Serve in the Incident Manager On-Call rotation
Mentor junior team members
You Have:
At least 5 years of experience in a comparable role within a Site Reliability Team.
Advanced knowledge of system and network infrastructure protocols, and standards.
Demonstrated ability in managing, troubleshooting, and resolving incidents in distributed environments.
Familiarity with at least one scripting or programming language to automate routine tasks (Python, Golang, or similar languages preferred).
Experience solving problems, with a talent for working resiliently and effectively
Communication experience with an ability to distill complex technical issues into clear and concise language.
A sense of responsibility and ownership, while taking a proactive approach
Practical experience with HachiCorp tools.

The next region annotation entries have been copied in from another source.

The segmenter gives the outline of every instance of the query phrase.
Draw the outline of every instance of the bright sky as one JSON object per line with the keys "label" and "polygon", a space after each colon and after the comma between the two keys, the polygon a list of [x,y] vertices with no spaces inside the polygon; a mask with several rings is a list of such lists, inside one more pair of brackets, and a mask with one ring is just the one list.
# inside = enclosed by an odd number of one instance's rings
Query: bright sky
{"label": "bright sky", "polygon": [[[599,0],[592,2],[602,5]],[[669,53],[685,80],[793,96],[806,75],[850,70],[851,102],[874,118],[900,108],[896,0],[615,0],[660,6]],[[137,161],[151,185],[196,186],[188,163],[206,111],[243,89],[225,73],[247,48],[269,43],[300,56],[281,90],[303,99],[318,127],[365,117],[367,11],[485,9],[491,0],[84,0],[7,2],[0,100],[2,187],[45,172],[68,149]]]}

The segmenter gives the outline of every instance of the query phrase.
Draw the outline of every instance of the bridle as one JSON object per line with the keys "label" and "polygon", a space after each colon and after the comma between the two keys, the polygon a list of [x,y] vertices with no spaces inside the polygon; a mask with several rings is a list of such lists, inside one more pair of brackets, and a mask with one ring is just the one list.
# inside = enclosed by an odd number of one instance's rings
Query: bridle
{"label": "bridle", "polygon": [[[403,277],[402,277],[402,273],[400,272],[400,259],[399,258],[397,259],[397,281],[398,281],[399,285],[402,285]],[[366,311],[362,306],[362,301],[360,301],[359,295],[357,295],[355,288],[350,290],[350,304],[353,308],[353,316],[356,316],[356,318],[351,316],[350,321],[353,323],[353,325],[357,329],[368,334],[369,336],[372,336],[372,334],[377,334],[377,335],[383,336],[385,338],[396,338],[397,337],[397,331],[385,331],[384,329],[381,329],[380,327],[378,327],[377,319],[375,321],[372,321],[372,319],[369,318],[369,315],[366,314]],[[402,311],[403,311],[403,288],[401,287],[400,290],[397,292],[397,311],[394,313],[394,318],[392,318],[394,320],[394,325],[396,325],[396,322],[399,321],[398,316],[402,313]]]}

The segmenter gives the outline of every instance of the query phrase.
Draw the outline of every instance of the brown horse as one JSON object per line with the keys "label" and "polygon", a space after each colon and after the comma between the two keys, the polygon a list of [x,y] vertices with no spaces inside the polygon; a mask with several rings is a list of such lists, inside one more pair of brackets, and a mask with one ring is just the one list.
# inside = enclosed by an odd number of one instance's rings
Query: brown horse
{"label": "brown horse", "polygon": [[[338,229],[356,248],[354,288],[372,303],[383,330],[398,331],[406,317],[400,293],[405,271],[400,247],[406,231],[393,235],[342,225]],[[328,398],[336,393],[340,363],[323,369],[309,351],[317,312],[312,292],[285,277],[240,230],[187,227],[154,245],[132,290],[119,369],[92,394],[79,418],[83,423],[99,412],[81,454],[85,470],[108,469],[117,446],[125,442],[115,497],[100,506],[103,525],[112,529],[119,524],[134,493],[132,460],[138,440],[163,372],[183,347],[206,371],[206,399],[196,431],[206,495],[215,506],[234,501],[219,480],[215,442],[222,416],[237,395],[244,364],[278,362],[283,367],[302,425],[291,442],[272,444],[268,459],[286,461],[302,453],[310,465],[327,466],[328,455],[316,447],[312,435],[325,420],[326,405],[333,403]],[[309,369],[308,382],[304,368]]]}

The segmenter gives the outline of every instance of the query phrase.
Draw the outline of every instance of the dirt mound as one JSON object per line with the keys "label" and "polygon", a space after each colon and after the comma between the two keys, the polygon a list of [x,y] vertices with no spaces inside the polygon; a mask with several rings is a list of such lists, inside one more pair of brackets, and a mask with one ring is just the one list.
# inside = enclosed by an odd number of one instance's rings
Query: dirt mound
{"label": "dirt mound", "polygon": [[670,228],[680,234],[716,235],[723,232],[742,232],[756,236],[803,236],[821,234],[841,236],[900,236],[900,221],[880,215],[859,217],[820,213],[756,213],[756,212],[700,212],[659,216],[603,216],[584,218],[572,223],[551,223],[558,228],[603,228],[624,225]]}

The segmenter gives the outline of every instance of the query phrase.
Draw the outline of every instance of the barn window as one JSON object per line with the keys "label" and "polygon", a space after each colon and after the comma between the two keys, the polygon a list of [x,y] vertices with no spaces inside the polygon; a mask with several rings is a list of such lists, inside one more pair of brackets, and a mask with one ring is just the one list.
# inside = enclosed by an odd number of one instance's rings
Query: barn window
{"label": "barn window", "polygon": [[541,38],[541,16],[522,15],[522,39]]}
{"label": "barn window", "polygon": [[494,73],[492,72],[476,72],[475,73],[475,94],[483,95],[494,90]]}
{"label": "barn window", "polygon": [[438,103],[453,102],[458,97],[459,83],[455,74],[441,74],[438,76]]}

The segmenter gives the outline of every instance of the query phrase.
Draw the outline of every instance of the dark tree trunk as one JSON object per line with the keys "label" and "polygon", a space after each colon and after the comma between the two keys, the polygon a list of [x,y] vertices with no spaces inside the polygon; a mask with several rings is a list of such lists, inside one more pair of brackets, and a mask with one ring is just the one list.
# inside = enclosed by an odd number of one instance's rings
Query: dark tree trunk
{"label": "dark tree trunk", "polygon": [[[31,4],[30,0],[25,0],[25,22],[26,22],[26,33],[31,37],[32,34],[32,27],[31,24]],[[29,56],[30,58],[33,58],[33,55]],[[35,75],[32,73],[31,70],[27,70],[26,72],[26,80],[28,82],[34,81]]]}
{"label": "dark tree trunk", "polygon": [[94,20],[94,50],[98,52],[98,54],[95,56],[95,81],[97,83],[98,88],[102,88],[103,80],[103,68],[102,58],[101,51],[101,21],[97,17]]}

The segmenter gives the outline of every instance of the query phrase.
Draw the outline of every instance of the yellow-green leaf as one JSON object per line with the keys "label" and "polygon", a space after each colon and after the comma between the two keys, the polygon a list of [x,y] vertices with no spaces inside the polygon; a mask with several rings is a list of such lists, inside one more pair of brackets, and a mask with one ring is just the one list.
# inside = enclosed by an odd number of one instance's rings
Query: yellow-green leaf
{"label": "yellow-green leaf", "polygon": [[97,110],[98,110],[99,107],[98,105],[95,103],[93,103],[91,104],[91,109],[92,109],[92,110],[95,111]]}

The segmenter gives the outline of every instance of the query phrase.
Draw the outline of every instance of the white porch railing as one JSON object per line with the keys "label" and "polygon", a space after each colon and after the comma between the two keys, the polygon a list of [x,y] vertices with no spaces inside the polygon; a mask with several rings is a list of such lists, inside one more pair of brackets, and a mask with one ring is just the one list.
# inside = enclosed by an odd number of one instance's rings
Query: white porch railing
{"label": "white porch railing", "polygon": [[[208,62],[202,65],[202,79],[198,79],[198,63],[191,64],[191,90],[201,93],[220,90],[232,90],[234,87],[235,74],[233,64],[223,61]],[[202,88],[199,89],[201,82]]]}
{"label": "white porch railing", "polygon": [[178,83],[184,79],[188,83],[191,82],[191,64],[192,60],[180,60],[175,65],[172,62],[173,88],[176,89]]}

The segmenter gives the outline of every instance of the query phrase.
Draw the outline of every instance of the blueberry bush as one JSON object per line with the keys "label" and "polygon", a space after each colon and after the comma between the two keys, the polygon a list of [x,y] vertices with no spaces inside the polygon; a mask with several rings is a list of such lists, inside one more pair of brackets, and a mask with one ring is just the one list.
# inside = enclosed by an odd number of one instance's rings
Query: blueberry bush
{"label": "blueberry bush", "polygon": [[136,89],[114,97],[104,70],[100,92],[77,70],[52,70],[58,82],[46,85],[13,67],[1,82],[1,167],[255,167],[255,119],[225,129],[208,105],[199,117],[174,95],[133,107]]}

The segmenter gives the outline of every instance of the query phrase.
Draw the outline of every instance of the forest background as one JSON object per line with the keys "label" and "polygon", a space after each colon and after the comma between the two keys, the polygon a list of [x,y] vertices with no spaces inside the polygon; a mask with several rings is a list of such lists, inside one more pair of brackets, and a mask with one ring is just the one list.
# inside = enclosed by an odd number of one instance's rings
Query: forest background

For roles that are based at our headquarters in San Mateo, CA: The starting base pay for this position is as shown below. The actual base pay is dependent upon a variety of job-related factors such as professional background, training, work experience, location, business needs and market demand. Therefore, in some circumstances, the actual salary could fall outside of this expected range. This pay range is subject to change and may be modified in the future. All full-time employees are also eligible for equity compensation and for benefits.
Annual Salary Range
$201,410—$254,510 USD
You’ll Love:
Industry-leading compensation package
Excellent medical, dental, and vision coverage
A rewarding 401k program
Flexible vacation policy
Roflex - Flexible and supportive work policy
Roblox Admin badge for your avatar
At Roblox HQ:
Free catered lunches five times a week and several fully stocked kitchens with unlimited snacks
Onsite fitness center and fitness program credit
Annual CalTrain Go Pass
Roblox provides equal employment opportunities to all employees and applicants for employment and prohibits discrimination and harassment of any type without regard to race, color, religion, age, sex, national origin, disability status, genetics, protected veteran status, sexual orientation, gender identity or expression, or any other characteristic protected by federal, state or local laws. This policy applies to all terms and conditions of employment, including recruiting, hiring, placement, promotion, termination, layoff, recall, transfer, leaves of absence, compensation and training.